SoftwareDefinedBuildings / spawnpoint

Deployment of Distributed, Managed Containers via Bosswave

GNU General Public License v2.0

3 stars 2 forks source link

BW2 DR Failure Crashes Spawnpoint #22

Open jhkolb opened 7 years ago

jhkolb commented 7 years ago

When the Bosswave DR for its namespace fails, a spawnpoint daemon also fails.

We need to ensure that spawnd prints some informative warnings when this occurs, but continues operation.

jhkolb commented 7 years ago

After looking into this in more detail, there are deeper problems. If the DR fails, then reestablishing spawnd's active subscriptions would be very tricky.

jhkolb commented 7 years ago

I've tried to make spawnd more resilient to Bosswave failures now, which also involved some changes to bw2bind.

DR failures should be handled better. We still have the issue of the (usually local) agent failing as well, but some of this should be handled by restarting through systemd and spawnd's efforts to cleanly recover old state.

Let's see how spawnd behaves in some real deployments for a while before closing this.

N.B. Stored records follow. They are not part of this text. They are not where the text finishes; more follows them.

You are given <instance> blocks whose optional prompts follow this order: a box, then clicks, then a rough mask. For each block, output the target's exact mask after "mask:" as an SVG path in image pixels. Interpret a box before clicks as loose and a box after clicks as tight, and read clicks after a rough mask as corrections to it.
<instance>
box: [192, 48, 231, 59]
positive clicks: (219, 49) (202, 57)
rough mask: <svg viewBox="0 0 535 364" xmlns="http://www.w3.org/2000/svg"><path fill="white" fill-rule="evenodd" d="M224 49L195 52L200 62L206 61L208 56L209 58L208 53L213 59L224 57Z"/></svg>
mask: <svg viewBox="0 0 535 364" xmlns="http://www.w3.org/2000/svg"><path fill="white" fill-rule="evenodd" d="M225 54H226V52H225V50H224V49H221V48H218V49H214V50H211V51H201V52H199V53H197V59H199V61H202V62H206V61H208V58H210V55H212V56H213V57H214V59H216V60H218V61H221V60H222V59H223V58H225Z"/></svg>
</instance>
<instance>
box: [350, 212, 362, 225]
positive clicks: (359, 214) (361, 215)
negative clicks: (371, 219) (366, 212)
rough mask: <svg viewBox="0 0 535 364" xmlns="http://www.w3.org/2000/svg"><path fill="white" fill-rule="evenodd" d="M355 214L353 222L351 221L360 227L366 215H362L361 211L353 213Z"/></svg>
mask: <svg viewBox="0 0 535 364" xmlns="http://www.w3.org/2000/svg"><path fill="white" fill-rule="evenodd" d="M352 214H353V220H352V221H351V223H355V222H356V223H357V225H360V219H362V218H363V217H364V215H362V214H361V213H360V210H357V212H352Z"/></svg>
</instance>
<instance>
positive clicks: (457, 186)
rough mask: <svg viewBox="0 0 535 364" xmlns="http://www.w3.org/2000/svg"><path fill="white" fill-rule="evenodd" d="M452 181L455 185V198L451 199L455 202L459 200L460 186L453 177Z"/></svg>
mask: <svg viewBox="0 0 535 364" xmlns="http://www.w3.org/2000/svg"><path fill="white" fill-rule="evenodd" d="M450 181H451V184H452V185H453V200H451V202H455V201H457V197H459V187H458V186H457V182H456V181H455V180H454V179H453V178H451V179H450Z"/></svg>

immesys commented 7 years ago

You should also try testing netsplits. I find the best way is to use iptables to drop all packets to/from the DR ip. Its distinct from DR failure in that the software doesn't get the TCP RST so it can behave quite differently

jhkolb commented 7 years ago

Cool, thanks for the advice! Yeah, I'll add that to queue of stuff to do.